L’amico scosse la testa vivacemente e rispose: “No, io non credo… ciò che abbiamo visto era reale e la mia conclusione è avvalorata dagli incidenti che per poco non sono costati la vita a Elizabeth”.
Si alzò, si avvicinò all’altro e iniziò a sfogliare le pagine del libro.
“Adesso mettiamoci al lavoro e cerchiamo ci capire chi era quella misteriosa apparizione e perché vuole farle del male”.
 
***
 
“Ragazzi, grazie dell’ospitalità, ma adesso mi sento molto meglio!” esclamò Elizabeth; il riposo sembrava averle fatto bene, perché appariva più serena e di buon umore persino.
Afferrò la borsa e si avviò verso la porta, dicendo: “Vado a casa, altrimenti Peter mi darà veramente per dispersa!”.
“Aspetta El” la fermò Neal “lascia che ti accompagni… non vogliamo che un altro vaso di fiori rischi di attentare alla tua vita!” aggiunse in un tono che voleva essere scherzoso e invece suonò leggermente stonato.
“Se ci tieni…” fece lei con una smorfia “Ma credo proprio di essermi sbagliata, forse è stato solo un effetto della stanchezza o dello stress… Sai, è difficile che ci sia qualche strana creatura diabolica che vuole farmi la festa!”.
“Già…certo” borbottò Neal “Ma aspettami comunque, prendo la giacca e vengo con te, tanto per essere prudenti…”.
Era appena uscito dalla stanza quando un urlo proveniente dall’ingresso gli fece gelare il sangue nelle vene e interruppe Mozzie, che era ancora intento a studiare lo strano volume che gli aveva prestato Leight.
I due si scambiarono un’occhiata terrorizzata e si precipitarono nella camera dove era rimasta Elizabeth: la videro lottare corpo a corpo con una snella, sinuosa, donna che tentava di colpirla con un tagliacarte d’argento preso dalla scrivania di Neal.

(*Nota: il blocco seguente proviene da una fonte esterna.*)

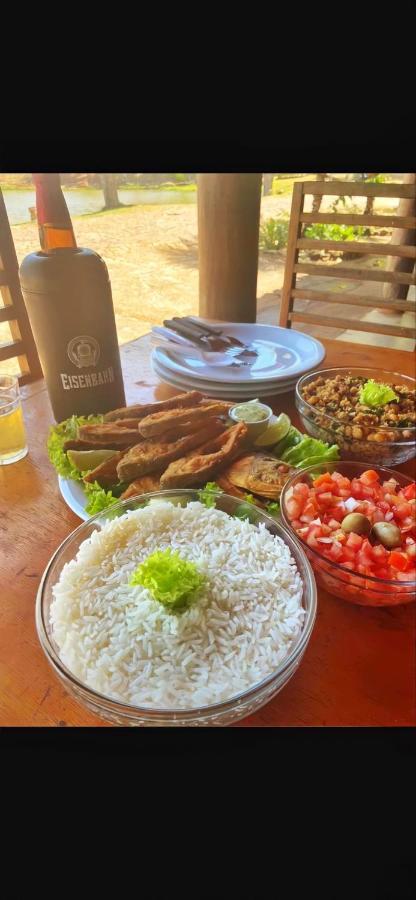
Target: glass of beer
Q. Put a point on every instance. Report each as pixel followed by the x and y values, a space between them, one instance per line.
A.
pixel 13 444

La videro cercare di resistere con tutte le sue forze tentando di allontanare la mano che - con dita incredibilmente forti nonostante fossero tanto affusolate - le minacciava la gola.

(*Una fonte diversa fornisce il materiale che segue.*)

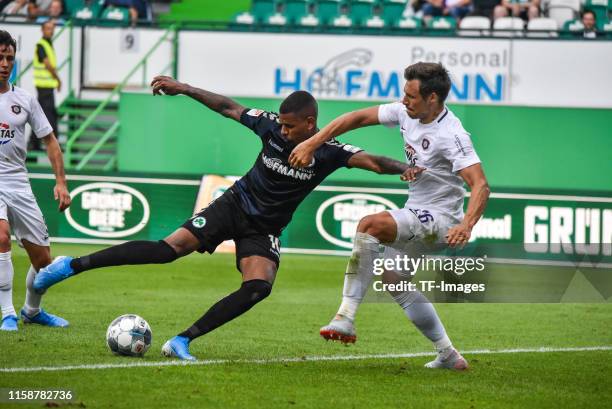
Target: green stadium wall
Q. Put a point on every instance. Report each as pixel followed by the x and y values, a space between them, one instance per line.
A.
pixel 523 148
pixel 210 10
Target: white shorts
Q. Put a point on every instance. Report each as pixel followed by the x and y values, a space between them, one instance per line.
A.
pixel 419 231
pixel 24 217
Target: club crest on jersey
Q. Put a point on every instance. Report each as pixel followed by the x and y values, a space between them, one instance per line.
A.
pixel 6 133
pixel 410 155
pixel 255 112
pixel 199 222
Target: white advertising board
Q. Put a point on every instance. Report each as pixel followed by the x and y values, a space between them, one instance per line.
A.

Scorsero per la prima volta chiaramente i lineamenti della creatura, adesso solida come un essere di carne e sangue: nel suo volto severo aleggiava un sorriso terribile, scarlatto e stillante come una ferita fresca. Non c’erano dubbi, si trattava della medesima entità che poco prima aveva già attentato all’incolumità di Elizabeth, solo che non era più evanescente, bensì drammaticamente forte e determinata.

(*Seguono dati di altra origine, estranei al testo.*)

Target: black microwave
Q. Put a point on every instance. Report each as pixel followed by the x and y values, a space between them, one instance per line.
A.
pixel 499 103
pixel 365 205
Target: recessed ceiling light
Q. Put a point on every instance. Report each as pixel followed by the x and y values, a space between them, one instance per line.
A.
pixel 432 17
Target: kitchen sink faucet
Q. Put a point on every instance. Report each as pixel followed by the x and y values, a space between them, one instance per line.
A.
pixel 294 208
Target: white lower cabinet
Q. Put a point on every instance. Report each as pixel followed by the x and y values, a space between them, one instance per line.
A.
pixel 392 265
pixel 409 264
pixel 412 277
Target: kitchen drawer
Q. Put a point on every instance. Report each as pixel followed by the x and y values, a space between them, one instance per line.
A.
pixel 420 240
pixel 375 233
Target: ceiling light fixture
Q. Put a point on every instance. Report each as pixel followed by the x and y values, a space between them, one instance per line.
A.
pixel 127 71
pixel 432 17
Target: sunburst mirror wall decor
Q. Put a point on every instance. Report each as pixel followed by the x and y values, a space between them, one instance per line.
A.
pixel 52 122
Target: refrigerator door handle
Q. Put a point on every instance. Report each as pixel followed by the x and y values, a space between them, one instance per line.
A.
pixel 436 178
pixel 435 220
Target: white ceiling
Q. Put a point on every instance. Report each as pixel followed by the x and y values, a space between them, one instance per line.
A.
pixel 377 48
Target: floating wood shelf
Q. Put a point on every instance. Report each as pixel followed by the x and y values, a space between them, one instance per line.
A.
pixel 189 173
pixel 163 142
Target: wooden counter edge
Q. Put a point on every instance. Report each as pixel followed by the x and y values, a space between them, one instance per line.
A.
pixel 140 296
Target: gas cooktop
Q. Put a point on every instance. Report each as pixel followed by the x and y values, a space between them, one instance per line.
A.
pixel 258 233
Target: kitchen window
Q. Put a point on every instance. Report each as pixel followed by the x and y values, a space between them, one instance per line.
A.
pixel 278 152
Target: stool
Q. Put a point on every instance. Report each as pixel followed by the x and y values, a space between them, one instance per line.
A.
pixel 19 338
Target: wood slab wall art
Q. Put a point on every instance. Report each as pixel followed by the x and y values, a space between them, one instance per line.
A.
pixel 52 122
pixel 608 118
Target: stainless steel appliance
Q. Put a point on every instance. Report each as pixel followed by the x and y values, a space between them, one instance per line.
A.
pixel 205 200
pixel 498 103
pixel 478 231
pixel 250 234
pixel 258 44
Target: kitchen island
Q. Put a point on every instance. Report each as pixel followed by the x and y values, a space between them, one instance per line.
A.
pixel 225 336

Per un istante - un lungo istante fatale - i due uomini rimasero paralizzati dall’orrore, finché lo sguardo implorante della giovane che stava per soccombere alla mortale nemica non li richiamò alla realtà: allora Neal balzò in avanti e afferrò un braccio della donna misteriosa, cercando di allontanarla dalla sua vittima. Con sommo orrore il ragazzo si accorse di avere toccato qualcosa di freddo e viscido come un serpente, qualcosa il cui solo contatto gli fece correre un brivido di dolore lungo tutto il braccio e fino alla spalla.
“Lilitu! Agrat bat Mahlat!” gridò a quel punto Moz, leggendo quelle strane parole dal libro che teneva in mano.
Non appena le sillabe arcane riempirono l’aria, il sorriso svanì dal volto dell’essere; lasciò la presa e fece un passo indietro, come spaventato.
“Lilitu!” ripeté allora Moz con più energia, mentre Elizabeth si aggrappava a Neal tentando di ricominciare a respirare normalmente.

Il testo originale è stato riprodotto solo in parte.